Letter of credit adalah suatu surat pernyataan yang dikeluarkan issuing bank atas permintaan pembeli atau importir yang ditunjukkan kepada penjual atau eksportir /beneficiary melalui advising atau conforming bank dengan menyatakan bahwa issuing bank akan membayar sejumlah uang tertentu dengan syarat yang telah disepakati sebelumnya.

Ignasius Jonan, Menteri Energi dan Sumber Daya Mineral (ESDM), mengatakan sumber daya alam (SDA) berdasarkan UUD 1945 dan turunannya jelas dikuasai oleh negara dan digunakan sebesar-besarnya untuk rakyat. Baik di UU minerba maupun migas, itu tidak ada dalam bentuk apapun yang dimiliki private atau swasta, termasuk yang mempunyai izin usaha, kalau ekspor uang harus kembali.

“Kalau parkir di luar negeri tak bisa dimanfaatkan untuk dalam negeri. Kami akan terapkan peraturan bahwa satu ekspor semua harus pakai (aturan) LC dari Kemenkeu, dan Kemendag,” kata Jonan saat konferensi pers di Kementerian ESDM, Selasa malam (5/9).

Dengan mekanisme itu, maka pemerintah bisa mengawasi aliran uang yang didapatkan para eksportir. Sehingga bisa dipastikan dana yang dibayarkan ke eksportir masuk ke bank asal Indonesia berkedudukan di luar negeri atau bank luar negeri yang berkedudukan di Indonesia.

“Ekspornya 100% harus kembali ke Indonesia.
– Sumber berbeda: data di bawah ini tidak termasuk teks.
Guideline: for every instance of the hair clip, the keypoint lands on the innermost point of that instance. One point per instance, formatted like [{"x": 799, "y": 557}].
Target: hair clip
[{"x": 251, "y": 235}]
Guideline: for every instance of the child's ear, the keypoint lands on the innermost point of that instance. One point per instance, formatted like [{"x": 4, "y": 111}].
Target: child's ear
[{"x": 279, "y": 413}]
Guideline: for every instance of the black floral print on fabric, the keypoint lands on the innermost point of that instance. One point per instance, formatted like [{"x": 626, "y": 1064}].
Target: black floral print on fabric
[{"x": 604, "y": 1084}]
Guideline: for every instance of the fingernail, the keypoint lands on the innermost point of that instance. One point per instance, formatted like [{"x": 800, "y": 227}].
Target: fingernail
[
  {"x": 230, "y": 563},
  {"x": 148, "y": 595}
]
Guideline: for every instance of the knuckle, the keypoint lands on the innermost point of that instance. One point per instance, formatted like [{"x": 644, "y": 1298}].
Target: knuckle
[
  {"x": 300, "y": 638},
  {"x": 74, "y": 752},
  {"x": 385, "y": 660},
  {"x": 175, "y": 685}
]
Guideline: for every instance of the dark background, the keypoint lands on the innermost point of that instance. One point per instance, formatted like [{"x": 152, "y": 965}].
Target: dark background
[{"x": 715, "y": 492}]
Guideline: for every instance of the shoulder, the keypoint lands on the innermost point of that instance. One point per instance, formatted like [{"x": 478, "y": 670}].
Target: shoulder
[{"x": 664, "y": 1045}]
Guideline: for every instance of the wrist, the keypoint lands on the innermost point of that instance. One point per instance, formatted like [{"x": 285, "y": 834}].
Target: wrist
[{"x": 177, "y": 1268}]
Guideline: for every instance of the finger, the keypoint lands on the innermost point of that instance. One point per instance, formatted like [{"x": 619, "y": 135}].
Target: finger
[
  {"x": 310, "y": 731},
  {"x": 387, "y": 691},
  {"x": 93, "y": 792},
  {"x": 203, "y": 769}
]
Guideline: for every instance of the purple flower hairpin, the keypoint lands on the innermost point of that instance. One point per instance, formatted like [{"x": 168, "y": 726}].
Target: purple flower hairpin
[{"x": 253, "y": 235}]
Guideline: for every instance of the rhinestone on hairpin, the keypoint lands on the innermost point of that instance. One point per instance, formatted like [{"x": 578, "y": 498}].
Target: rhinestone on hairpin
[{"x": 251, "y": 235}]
Boleh dalam bentuk dolar AS atau bisa ditempatkan bank pemerintah di luar negeri. Atau kembali ke sini (bayar di bank asal Indonesia),” ungkap Jonan.

Apabila kedapatan tidak mengembalikan hasil ekspor ke Indonesia maka perusahaan eksportir akan mendapatkan sanksi berupa pengurangan kuota ekspor.

“Kami akan bikin mekanisme, mana buktinya ekspor sekian (pakai LC). Uang kembali atau tidak ada. Terserah bayar gaji atau beli alat. Tidak kembali akan sanksi untuk kurangi kemampuan ekspornya. Jangan hasil alam kita, kita ekspor uang tidak kembali ke sini,” kata dia.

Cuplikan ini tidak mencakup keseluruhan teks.